Дрожа, обливаясь потом, насквозь промокший, он вышел на край плато. Там никого не было – мертвый ребенок не в счет, это просто ненужная вещь, брошенная к подножию креста; мать ушла домой. Она сделала все, что хотела сделать. Удивление прогнало лихорадку – прогнало на время, до следующего приступа. Маленький комок сахара – все, что осталось, – лежал у рта ребенка… на случай если чудо произойдет или чтобы покормить отлетевший дух? Со смутным чувством стыда священник нагнулся и взял его; мертвый ребенок не зарычит, как рычала искалеченная собака. Но ему ли отвергать возможность чуда? Он помедлил, стоя под проливным дождем, потом положил сахар в рот. Если Господу будет угодно даровать жизнь ребенку, неужели же он не дарует ему и пищу?
Лишь только он начал есть, лихорадка вернулась; сахар застрял у него в горле, и снова появилась мучительная жажда. Нагнувшись, он стал лизать воду с бугристой земли и даже попробовал сосать свои промокшие штаны. Ребенок лежал под дождевыми струями как темная куча коровьего помета. Священник вернулся к краю плато и стал спускаться вниз по ущелью; он был совсем один теперь – даже лицо исчезло, один тащился по чистой белой бумаге, с каждым шагом уходя все дальше и дальше в пустынную страну.
Где-то там есть, конечно, города, и если идти все дальше и дальше, то дойдешь до побережья, до Тихого океана, до железной дороги в Гватемалу; там будут и шоссе и автомобили. Поезда он не видал уже десять лет. Он представил себе черную линию на карте, бегущую вдоль побережья, видел впереди пятьдесят, сто миль незнакомой страны. Вот по ней он и бредет сейчас; он слишком далеко ушел от людей. Природа убьет его.

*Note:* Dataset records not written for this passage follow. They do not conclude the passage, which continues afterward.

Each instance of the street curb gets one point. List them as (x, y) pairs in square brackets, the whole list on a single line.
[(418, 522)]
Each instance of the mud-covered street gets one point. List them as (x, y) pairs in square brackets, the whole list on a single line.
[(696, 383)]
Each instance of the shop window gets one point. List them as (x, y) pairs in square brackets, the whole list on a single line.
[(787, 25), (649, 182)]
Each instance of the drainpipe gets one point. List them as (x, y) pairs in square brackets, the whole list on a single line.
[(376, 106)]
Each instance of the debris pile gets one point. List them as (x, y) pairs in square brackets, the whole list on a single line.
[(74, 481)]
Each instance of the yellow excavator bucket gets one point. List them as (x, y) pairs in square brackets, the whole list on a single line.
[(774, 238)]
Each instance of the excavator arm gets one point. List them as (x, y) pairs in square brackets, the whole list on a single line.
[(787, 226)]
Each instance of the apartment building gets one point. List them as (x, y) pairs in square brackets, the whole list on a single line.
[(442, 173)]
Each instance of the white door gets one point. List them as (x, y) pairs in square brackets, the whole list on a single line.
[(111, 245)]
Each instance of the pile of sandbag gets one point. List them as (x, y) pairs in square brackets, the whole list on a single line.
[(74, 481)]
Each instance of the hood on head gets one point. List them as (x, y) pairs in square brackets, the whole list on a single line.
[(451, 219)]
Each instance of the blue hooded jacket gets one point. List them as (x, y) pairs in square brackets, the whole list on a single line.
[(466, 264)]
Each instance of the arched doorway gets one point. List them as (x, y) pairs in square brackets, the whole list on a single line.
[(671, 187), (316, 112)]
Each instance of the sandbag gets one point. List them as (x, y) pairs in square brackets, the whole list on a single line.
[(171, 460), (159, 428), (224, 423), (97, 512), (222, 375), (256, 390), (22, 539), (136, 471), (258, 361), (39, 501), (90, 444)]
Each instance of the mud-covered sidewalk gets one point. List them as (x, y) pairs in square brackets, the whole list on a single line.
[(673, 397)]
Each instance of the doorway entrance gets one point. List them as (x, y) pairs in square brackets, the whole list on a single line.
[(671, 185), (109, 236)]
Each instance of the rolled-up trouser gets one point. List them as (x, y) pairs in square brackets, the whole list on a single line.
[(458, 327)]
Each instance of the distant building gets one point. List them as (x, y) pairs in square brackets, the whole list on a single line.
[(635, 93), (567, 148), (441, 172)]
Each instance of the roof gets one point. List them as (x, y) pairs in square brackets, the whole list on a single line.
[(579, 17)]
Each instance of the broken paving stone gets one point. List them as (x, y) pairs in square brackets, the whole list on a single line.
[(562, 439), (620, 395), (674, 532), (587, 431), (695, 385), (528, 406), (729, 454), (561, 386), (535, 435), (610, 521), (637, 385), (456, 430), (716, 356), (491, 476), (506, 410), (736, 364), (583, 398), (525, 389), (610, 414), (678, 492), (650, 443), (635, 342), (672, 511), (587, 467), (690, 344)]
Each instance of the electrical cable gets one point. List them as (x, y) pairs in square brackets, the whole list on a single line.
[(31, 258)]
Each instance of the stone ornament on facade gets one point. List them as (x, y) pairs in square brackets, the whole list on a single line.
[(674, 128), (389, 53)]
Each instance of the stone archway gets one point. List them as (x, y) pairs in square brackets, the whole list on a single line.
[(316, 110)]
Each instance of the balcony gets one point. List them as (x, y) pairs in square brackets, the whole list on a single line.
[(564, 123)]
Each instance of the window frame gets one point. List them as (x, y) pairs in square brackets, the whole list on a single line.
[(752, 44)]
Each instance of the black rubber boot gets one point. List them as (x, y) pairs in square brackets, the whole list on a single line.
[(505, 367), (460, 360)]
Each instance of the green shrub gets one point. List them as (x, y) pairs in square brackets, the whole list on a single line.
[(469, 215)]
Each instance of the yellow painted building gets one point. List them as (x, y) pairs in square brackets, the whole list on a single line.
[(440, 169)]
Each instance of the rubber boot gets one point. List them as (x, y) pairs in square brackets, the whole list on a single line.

И все-таки он шел вперед. Какой смысл возвращаться в опустевшую деревню или на банановую плантацию с издыхающей собакой и рожком для обуви? Оставалось одно: ступать одной ногой, потом другой, сползать вниз, карабкаться вверх. Когда дождь ушел дальше, он выбрался из ущелья и увидел перед собой только огромное неровное пространство, лес, горы и бегущую прочь серую вуаль дождя. Он взглянул в ту сторону и больше не стал смотреть. Это было все равно что вперять глаза в отчаяние.
Прошло часа три, прежде чем подъем кончился; был вечер, вокруг – лес. По деревьям неуклюже и лихо скакали невидимые глазу обезьяны, а вот это, должно быть, змеи, точно зажженные спички, с шипеньем скользят в траве. Он не боялся их: это была хоть какая-то жизнь, и она уходила от него все дальше и дальше. Он расставался не только с людьми, звери и гады и те убегали от него; скоро он останется наедине со своим дыханием.
Он стал читать про себя: «Господи! Возлюбил я великолепие дома твоего».
Запах мокрых, гниющих листьев, душная ночь, темнота… Он в стволе шахты и спускается в глубину земли, чтобы похоронить себя. И скоро обретет могилу.
Когда человек с ружьем подошел к нему, он даже не пошевельнулся. Человек подходил с опаской: в глубине земли не ждешь встреч. Держа ружье наготове, он спросил:
– Ты кто?
Впервые за десять лет священник назвал себя незнакомцу по имени, потому что сил у него но было и жить тоже было незачем.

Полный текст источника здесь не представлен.